Anniversary of the Battle of Stealingrad

Twenty-one years ago, Russia was invaded by financial wizards, not all of them foreign. The man above apparently proposed to hand out cheques for 00,000 roubles. If so, he was one of the few who did what he said he would do as nobody got anything, or almost nobody. He, himself, appears to have been an exception. Today, he looks sleek and healthy, though with less hair and better-fitting suits. One is forced to the conclusion that he received a couple of roubles, at least, somewhere along the line. (For a recent sighting, see Mitchell's Moscow on the Gaidar Forum)
     The invasion was code-named Operation Приватизация. The pincers and thrusts and assaults of the invader took a terrible toll on the defenders. All the years of socialist construction were as nothing, and the people's achievements largely cast down in the dust.

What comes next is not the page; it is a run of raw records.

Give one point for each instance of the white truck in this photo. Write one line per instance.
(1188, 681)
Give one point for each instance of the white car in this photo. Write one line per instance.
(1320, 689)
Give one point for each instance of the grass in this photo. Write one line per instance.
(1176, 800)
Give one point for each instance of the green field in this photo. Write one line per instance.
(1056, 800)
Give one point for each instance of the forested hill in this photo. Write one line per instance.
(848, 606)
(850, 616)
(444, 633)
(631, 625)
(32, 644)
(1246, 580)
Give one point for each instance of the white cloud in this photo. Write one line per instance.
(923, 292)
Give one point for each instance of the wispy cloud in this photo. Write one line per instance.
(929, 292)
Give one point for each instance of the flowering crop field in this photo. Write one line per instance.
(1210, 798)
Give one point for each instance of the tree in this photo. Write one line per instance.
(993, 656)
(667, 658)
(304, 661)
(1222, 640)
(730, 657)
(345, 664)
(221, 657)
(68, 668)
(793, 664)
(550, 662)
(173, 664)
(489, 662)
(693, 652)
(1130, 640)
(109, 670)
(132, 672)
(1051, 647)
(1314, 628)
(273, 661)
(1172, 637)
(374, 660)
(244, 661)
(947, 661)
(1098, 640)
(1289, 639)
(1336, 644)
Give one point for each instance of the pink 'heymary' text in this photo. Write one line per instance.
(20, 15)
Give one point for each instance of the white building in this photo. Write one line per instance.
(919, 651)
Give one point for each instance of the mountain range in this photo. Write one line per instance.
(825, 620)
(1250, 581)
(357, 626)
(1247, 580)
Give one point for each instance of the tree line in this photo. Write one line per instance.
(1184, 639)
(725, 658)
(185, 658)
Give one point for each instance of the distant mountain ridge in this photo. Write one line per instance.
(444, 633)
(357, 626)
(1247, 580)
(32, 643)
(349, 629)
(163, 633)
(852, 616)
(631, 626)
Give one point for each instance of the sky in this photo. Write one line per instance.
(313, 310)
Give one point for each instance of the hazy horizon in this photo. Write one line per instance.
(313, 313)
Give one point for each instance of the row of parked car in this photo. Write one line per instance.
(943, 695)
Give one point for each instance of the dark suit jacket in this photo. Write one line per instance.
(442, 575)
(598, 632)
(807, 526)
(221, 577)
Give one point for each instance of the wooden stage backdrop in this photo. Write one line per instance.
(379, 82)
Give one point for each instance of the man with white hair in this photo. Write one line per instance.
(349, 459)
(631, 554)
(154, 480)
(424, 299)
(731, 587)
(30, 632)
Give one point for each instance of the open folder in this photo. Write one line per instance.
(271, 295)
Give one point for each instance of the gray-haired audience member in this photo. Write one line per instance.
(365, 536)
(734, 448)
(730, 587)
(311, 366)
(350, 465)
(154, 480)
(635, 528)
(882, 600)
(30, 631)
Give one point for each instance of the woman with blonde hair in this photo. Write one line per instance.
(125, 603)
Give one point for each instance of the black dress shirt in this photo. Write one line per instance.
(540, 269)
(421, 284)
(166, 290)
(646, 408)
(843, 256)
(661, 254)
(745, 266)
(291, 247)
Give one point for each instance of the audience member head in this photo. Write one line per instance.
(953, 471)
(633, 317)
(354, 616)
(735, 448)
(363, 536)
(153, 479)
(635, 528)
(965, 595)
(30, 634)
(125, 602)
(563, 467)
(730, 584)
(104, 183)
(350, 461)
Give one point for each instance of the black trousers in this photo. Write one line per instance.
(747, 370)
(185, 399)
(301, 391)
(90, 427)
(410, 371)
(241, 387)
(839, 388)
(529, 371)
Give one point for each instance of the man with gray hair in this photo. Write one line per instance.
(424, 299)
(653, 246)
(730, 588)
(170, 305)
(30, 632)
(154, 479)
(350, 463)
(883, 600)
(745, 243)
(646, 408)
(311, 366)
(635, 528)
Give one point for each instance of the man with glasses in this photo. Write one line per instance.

The result was that, two decades later, the productive economy was in ruins (see below).

     Russia has suffered other ruinous battles, like that whose end, in February 1943, is being commemorated today. However, Stalingrad could be rebuilt, and has been. But what about Stealingrad? It is harder to restore trust in government than it is to erect new apartment houses.
     The linguistic point is that words are not entities independent of life. They are only representations of reality and, as such, they depend on the listeners as much as the talkers. If someone says Privatisation and means Theft, that only becomes a trick if the people listening give the speaker the respect of one speaking honestly. Orwellian language is as much the fault of those who refuse to call speakers to account for the words they use as it is of those who use the misleading words.
     Ultimately, language is democratic. But democracy works only if people exercise their rights: use 'em or lose 'em. It has been said before that if people act like sheep, they will get a government of wolves. The integrity of a language is the responsibility of every individual who uses it.